Interior designer Tara Bernerd has done good: the obligatory grey/neutral colour scheme has enough unusual textures and taste not to bore – midcentury-style lounge chairs and bench, concrete lampshades, sandy fabric wallpaper, sliding ryokan-style glass-panelled door, black-and-white wildlife photos (including a terrifying shot in the bathroom of some fighting, snarling gorillas). There are two bedrooms off an open-plan living space with a decent kitchen, and floor-to-ceiling glass doors opening on to the terrace. Very stylish, I like it.

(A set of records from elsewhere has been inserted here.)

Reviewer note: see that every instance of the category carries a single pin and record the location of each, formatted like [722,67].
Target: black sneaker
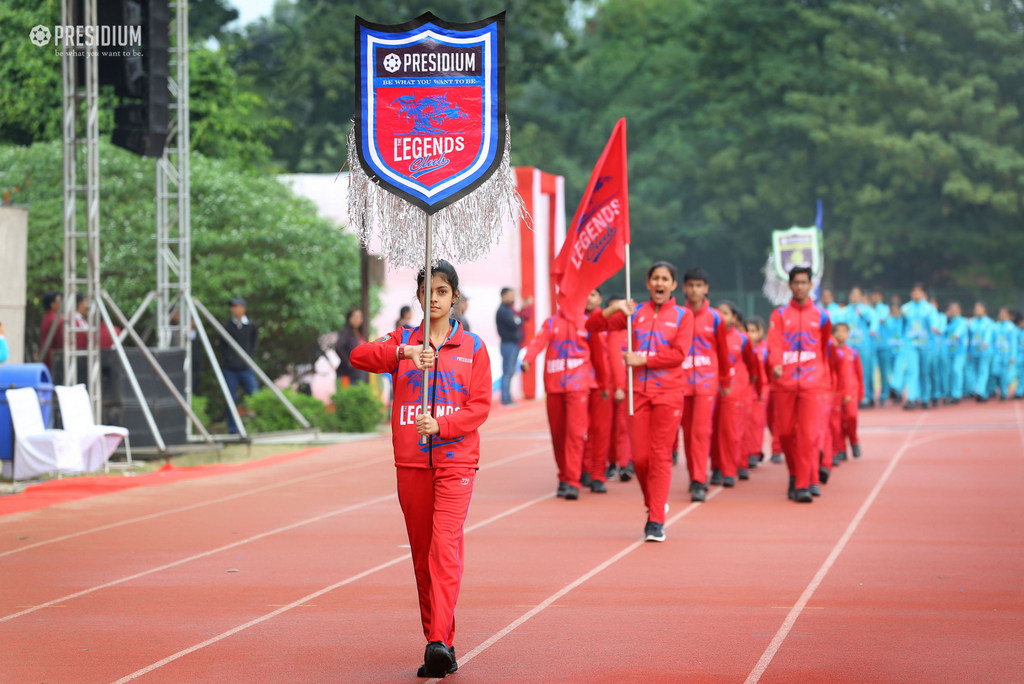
[438,660]
[653,531]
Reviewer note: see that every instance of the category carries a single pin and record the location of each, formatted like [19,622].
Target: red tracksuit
[619,454]
[798,341]
[435,479]
[568,377]
[664,336]
[849,383]
[754,435]
[732,413]
[706,371]
[600,411]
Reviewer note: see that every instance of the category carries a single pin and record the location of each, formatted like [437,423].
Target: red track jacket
[707,367]
[663,336]
[798,340]
[460,396]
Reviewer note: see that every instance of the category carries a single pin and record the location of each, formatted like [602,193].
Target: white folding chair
[97,441]
[38,451]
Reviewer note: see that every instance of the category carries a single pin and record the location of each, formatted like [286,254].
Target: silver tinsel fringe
[462,231]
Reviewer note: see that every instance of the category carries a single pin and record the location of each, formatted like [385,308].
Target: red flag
[595,242]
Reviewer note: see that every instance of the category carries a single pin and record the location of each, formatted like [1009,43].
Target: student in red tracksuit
[798,347]
[848,395]
[600,411]
[754,434]
[568,377]
[733,411]
[435,478]
[662,335]
[619,452]
[706,373]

But – and it’s a big but – there are hitches for those with toddlers. They don’t have enough cots, so we have to drag a mattress off one of the spare beds for ours to sleep on. The bedroom doors are very heavy and slam shut, so we have to prop them open with a table so we can hear her. The steps up to the lodge from the path are extremely steep, too widely spaced for little legs, and not gated off at the top. Maybe these rooms aren’t really aimed at young families – but this isn’t specified and otherwise they work well for us.
Off we go on a group safari to feed giraffes, watching their heads suddenly plunge to the tubs of food hanging off our truck. Treehouse guests get a golf buggy for exploring certain areas, and free entry to both parks. The hotel restaurant is closed for a wedding, but there’s a Clubhouse at the foot of the Treehouse slopes doing snacks and drinks, plus there are three menus from which to order room service, breakfast and hamper deliveries.
Next day we watch gorillas eat breakfast, and enter an enclosure to hand-feed Colobus monkeys. We carry on to see tigers and Barbary lions in their enclosures – an area a fellow guest describes as “a lot more cagey” – but the toddler is losing interest and after a disgusting lunch in the park snack bar the magic has died somewhat. The Treehouses are fabulous but, after three days in captivity, we are eager to return to our natural habitat.
• Accommodation was provided by the Treehouse Hotel (0843 777 2275, aspinallfoundation.org/treehouse-hotel). Treehouses sleep four and cost from £300 a night low season, £500 high season, self-catering
Ask a local
Damian Aspinall, chairman, Aspinall Foundation
A recent discovery of mine is The White Lion pub in the village of Tenterden. It has its own ale called Lionheart, great cocktails, and a Sunday roast using locally sourced produce. It also has bedrooms.
There are many beautiful beaches in Kent, seven in Broadstairs alone. Botany Bay is a great spot and nearby Joss Bay is also popular as it has a surf school (jossbay.co.uk, surfboard hire £15 a half-day, surf lessons from £35).
The Royal Military Canal in Hythe passes by Port Lympne and its tranquil banks provide great opportunities to spot wildlife such as swans, grey herons, kingfishers and reed warblers.